Implementing Hosted Pay Page with Data Preload on Wordpress

Hi,

I am trying to figure out cleanest and most secured way of switching to  Data Preload Hosted Page hosted on WordPress. 

Is there any sample code or advise on how to proceed with switching to this method when website is using WordPress ? 

 

Please  let me know.

 

  • RR_Moneris
    I'm not sure what we could suggest as far as cleanest way to switch... ideally you would want to implement in QA and then push to production.

    Just make sure that your data preload is sent to us from your server (e.g. not using HTML from user's browser).

    When doing the data preload all the HPP fields will be loaded there, and when you do the browser redirect, just pass ps_store_id, hpp_preload and ticket...

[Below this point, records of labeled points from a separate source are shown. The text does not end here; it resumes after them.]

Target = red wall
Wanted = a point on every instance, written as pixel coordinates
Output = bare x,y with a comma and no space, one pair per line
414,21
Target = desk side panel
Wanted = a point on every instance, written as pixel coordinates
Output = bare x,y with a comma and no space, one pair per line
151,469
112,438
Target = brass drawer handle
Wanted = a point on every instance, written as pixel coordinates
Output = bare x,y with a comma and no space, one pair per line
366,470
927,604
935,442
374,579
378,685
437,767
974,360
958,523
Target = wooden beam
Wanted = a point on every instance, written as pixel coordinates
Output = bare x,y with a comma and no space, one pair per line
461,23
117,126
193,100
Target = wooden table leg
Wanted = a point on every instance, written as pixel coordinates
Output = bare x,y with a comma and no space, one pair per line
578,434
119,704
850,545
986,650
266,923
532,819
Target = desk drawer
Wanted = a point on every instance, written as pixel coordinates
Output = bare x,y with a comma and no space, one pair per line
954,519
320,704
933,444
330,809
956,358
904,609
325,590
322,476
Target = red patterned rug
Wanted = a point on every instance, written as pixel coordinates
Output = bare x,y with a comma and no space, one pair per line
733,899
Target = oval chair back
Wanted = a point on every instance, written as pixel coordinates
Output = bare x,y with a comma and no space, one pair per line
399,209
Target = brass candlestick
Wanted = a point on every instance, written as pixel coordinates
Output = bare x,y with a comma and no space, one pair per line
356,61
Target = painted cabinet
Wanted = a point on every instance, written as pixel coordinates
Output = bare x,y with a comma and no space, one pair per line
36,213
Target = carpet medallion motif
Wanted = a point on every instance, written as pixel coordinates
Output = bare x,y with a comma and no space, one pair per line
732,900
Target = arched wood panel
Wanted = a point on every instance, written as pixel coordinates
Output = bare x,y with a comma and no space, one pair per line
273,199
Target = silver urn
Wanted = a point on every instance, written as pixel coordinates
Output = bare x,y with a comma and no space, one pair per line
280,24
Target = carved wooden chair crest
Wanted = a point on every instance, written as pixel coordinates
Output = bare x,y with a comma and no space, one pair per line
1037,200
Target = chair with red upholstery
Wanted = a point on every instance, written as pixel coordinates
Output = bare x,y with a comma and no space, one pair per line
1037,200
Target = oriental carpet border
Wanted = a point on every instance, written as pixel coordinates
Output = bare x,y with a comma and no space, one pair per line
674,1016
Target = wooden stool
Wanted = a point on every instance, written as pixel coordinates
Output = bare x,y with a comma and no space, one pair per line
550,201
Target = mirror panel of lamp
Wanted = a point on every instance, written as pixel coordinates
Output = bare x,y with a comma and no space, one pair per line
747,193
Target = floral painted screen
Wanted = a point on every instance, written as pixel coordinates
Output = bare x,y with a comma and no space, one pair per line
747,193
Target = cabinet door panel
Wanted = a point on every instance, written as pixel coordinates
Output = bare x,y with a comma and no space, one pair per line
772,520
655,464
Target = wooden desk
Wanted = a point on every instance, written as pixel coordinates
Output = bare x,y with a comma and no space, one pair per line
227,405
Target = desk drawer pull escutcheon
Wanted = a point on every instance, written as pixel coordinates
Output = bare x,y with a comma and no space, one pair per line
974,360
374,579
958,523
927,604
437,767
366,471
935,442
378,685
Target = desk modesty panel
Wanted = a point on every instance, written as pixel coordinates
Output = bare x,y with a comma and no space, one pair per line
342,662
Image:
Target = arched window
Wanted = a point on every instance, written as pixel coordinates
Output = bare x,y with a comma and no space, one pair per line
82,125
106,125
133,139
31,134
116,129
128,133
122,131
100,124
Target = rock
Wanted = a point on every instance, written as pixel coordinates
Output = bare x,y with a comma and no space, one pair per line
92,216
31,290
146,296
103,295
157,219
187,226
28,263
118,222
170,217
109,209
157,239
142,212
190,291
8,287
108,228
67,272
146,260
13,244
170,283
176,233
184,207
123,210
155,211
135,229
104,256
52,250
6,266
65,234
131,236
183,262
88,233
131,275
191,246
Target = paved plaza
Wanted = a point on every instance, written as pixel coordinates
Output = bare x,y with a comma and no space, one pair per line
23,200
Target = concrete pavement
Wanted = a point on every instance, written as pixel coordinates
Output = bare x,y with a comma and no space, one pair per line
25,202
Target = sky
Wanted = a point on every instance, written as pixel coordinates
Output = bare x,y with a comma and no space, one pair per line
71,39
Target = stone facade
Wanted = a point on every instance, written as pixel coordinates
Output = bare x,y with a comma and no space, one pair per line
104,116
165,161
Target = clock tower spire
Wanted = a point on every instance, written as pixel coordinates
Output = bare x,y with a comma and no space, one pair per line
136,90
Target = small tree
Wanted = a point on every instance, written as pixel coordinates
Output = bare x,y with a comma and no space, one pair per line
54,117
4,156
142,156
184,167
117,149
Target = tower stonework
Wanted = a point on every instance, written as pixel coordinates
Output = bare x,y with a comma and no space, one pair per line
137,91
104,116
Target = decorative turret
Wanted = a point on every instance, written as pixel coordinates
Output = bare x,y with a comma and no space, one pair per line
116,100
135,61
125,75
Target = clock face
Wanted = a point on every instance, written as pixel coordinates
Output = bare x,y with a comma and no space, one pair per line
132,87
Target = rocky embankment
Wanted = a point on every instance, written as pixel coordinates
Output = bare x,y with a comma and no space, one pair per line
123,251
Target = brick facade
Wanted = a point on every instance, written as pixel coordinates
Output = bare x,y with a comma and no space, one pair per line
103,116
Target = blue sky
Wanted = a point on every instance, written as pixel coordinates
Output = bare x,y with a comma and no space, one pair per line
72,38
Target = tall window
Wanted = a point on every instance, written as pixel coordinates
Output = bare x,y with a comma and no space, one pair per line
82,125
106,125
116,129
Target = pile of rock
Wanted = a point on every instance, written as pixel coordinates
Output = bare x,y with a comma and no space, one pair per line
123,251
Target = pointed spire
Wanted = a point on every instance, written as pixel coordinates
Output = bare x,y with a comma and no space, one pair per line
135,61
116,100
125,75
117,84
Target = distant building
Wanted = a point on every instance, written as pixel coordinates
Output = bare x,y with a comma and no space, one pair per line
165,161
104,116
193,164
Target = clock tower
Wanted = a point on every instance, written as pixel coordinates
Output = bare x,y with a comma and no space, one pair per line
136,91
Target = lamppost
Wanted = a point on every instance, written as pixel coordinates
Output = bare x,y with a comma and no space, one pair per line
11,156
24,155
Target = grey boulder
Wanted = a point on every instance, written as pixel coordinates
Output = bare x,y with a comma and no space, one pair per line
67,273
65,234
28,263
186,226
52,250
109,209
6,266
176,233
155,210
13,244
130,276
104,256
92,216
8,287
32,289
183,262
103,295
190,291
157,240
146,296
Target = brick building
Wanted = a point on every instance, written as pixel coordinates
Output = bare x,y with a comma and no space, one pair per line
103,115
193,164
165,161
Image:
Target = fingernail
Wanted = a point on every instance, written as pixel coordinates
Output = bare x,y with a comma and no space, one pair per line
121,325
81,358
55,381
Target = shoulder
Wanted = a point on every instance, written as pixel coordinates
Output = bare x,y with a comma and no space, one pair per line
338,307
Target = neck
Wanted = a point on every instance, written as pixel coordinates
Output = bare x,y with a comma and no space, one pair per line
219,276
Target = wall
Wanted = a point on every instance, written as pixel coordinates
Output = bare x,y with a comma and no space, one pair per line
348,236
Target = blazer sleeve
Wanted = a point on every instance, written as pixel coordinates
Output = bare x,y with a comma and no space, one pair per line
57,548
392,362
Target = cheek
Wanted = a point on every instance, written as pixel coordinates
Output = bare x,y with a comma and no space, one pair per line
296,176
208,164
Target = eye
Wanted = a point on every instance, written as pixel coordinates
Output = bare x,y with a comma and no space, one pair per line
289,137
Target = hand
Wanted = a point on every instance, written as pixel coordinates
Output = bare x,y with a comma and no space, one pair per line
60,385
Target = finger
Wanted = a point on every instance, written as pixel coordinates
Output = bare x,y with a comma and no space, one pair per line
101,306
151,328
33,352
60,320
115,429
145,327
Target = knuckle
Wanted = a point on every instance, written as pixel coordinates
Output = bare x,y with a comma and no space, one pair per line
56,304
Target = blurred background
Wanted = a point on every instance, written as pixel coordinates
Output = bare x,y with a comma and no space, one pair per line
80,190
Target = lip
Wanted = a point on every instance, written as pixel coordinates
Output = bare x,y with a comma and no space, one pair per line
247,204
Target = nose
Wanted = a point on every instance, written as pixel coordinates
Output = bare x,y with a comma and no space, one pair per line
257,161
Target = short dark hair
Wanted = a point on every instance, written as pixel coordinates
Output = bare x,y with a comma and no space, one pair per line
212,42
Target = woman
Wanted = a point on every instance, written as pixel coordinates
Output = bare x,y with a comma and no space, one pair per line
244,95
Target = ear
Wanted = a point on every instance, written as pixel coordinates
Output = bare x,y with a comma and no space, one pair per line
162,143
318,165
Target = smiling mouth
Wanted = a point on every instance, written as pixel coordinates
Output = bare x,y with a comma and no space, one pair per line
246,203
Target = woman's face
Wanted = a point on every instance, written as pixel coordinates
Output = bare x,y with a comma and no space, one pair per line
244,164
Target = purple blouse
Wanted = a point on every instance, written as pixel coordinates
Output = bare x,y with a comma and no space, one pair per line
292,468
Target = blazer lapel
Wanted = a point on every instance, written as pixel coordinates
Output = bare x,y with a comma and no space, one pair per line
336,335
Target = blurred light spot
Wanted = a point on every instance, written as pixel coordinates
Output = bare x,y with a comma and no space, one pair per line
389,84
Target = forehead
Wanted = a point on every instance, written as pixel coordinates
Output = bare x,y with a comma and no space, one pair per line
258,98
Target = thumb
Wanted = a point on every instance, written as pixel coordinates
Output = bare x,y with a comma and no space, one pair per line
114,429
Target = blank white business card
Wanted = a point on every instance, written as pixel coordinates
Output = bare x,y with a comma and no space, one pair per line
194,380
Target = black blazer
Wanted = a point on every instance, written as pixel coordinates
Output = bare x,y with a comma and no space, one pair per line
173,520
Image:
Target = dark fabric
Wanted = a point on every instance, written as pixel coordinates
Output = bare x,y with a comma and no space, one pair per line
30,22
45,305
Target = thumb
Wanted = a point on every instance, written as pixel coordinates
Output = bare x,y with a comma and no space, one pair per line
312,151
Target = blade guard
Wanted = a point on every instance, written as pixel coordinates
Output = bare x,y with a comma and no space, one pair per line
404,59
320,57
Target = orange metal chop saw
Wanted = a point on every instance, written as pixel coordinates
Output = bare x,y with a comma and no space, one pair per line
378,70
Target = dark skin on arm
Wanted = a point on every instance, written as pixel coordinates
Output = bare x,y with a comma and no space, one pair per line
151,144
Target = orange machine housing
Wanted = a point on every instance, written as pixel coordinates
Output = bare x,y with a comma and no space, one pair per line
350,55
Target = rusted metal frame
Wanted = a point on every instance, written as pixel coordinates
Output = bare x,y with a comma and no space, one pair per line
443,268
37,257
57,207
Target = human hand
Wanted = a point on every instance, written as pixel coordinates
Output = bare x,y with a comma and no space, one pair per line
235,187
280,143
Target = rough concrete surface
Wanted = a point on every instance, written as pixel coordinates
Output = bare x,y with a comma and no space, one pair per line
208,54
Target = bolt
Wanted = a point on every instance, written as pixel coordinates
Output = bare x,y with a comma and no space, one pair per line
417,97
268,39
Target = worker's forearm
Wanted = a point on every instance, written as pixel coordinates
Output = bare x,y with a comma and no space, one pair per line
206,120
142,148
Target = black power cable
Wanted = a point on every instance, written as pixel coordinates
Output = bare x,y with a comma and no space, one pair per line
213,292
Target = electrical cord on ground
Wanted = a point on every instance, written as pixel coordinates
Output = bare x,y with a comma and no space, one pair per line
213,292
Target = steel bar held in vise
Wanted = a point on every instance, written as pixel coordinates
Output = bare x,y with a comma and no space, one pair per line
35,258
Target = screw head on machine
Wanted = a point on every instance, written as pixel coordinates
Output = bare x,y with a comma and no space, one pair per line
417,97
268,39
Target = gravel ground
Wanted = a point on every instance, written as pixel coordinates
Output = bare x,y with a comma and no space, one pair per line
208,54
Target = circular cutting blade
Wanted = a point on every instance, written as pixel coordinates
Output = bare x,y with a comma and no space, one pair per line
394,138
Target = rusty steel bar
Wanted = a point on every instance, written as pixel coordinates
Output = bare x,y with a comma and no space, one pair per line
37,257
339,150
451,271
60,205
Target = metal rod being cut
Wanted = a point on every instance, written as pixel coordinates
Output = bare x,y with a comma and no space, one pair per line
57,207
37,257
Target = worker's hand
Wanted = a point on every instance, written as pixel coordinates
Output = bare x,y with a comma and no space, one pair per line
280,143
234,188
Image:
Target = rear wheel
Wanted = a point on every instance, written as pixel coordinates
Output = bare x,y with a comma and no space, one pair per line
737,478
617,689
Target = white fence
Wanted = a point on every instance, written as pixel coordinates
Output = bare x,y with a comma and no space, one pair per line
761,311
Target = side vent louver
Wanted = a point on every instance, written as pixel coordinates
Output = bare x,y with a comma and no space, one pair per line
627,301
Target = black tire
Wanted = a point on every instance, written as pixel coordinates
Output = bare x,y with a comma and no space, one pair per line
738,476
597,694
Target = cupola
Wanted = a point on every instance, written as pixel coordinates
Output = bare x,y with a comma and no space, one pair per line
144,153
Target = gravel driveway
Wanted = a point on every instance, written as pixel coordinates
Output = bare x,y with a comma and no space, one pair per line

    Is the reason you are implementing data preload to prevent card testing?
  • sskoric

    In reply to RR_Moneris:

    Yes reason for implementing data preload is to prevent card testing.

    Currently there is a straight forward HTML form with Google Captcha, as a WordPress page; however as you mentioned there was a lots of card testing.

    Implementing data preload, can we leave HTML form with Google Captcha, use php file to capture value from the HTML form, and send data preload to Moneris ?
  • RR_Moneris

    In reply to sskoric:

    So with the data preload you will have to that request with PHP server side only... The data preload request should not be viewable to the user, say by doing a view source via browser.

    When doing the redirect to us with the ticket that can still be HTML. You can still keep your Captcha with that. Once implemented you might want to keep an eye on it... if your payment form is easily accessible to the public they could still use your own form to do the testing. If you find its still happening you might want to consider some time of session management or server side checks to control payments...

    do you have CVD and AVS enabled on the hosted config?